En 1845 Auguste Saint-Arroman (en), dans un curieux ouvrage intitulé De l'Action du café, du thé et du chocolat sur la santé, et de leur influence sur l'intelligence et le moral de l'homme (Turin, 1845) où il considère que consommer du chocolat est nocif pour les jeunes, préconise un « chocolat médicinal » (contenant de la limaille de fer) pour soigner la chlorose. Car, si l'utilisation de composés ferreux pour soigner la chlorose reste controversée, les médecins, même ceux qui croient à l'origine nerveuse de la chlorose, prescrivent empiriquement des « préparations martiales »[13]. Même si les théories diffèrent sur le mode d'action du fer, les pilules du docteur Blaud (sulfate de fer et carbonate de potassium), puis les « Petites pilules Pink pour les personnes pâles » (les P.P.P.P.P.P.) sont très à la mode[14].

Une « maladie du sang »

Frottis sanguin d'un patient présentant une anémie ferriprive : les globules rouges sont microcytaires (de petite taille) et hypochromes (peu colorés) avec un aspect « en anneau ».

Les termes d'anémie et d'hydrémie apparaissent en 1843, mais les médecins, comme Joseph Marie Jules Parrot (1829-1883) refusent encore en 1874 de « confondre la chlorose avec l'anémie »[9]. Dans les Leçons cliniques et didactiques (1824), Reuben Ludlam réfute vigoureusement l'idée que la chlorose soit une « maladie du sang »[15]. Armand Trousseau en 1872 distingue la fausse chlorose (due à la syphilis ou la tuberculose) et la chlorose vraie, car pour lui aussi la chlorose est bien une maladie nerveuse entraînant consomption et anémie, et non l'inverse[7]. Pourtant, en 1863 Sigismond Jaccoud (1830-1913) est forcé d'admettre, avec les progrès de la biologie, que c'est bien la diminution des globules rouges qui est la « lésion constante »[9].

Dans la deuxième partie du XIXe siècle la chlorose augmente fortement dans toute l'Europe et même aux États-Unis, ce qu'on a du mal à expliquer à l'époque où on ne pense pas à incriminer les mauvaises conditions de vie et de travail, mais il est possible que sous ce nom soient aussi diagnostiquées toutes sortes d'anémies secondaires, liées à d'autres affections, comme la tuberculose ou l'ulcère gastrique[7]. En 1887, Andrew Clark, médecin au London Hospital liste les causes possibles des chloroses, entre autres, le corset si serré qu'il diminue la quantité de nourriture ingérée, le mauvais air, l'exercice physique insuffisant, l'exercice intellectuel excessif, la dissipation, le chagrin, des intoxications alimentaires, les pensées inavouables et les troubles nerveux, mais propose une cause physiologique à l'anémie des adolescentes : la croissance et la puberté[7].

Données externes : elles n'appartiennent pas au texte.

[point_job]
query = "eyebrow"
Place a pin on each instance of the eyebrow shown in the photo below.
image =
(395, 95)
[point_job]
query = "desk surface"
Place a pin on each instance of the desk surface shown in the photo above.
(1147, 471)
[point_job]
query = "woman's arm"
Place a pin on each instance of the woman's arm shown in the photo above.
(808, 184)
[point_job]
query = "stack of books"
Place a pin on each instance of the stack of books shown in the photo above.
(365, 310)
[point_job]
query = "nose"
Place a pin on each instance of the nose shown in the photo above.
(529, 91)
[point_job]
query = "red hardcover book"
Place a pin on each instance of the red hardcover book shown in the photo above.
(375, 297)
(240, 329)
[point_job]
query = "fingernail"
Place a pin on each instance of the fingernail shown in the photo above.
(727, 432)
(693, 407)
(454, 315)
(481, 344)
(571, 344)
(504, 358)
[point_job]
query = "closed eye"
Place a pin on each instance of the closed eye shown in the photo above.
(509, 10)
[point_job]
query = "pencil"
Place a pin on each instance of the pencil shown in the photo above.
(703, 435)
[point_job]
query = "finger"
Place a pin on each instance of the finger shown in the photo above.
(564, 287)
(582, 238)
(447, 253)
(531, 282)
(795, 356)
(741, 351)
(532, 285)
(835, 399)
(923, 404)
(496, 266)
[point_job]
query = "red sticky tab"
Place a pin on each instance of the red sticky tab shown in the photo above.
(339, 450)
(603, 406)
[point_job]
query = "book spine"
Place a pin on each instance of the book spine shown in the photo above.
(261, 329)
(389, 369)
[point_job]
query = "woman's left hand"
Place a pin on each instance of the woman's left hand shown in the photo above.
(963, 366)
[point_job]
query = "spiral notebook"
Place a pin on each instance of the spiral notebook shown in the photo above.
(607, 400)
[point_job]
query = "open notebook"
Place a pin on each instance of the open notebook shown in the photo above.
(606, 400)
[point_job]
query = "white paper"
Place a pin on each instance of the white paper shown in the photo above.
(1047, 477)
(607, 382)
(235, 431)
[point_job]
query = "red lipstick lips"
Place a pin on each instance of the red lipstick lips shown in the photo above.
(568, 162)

En 1893, contredisant l'idée généralement admise que le corps humain ne peut synthétiser l'hémoglobine à partir de fer inorganique, et que l'intestin n'arrive pas à absorber cette substance, Ralf Stockmann, un pathologiste écossais, s'appuyant sur des expériences démontrant que, chez l'homme, le fer inorganique contribue bien à la synthèse de l'hémoglobine, affirme, dans une communication à l'université d'Édimbourg, que la chlorose peut s'expliquer par une déficience en fer liée à la perte du sang menstruel et une alimentation insuffisamment riche en fer. Cette idée, neuve pour l'époque où on ne pensait pas qu'un « manque » puisse être à l'origine de maladies, n'est pas suivie par la communauté scientifique[14]. Cependant, grâce aux méthodes de numération globulaire de plus en plus précises et de dosage de l'hémoglobine, il est finalement démontré que la chlorose est bien due à une carence, causée par un apport alimentaire en fer insuffisant au moment de la croissance et des menstruations, une anémie hypochrome ferriprive[16], comme l'ont définitivement prouvé les travaux d'Arthur Patek et Clark Heath, de la Faculté de médecine de Harvard, publiés dans le numéro du 25 avril 1936 du Journal of the American Medical Association.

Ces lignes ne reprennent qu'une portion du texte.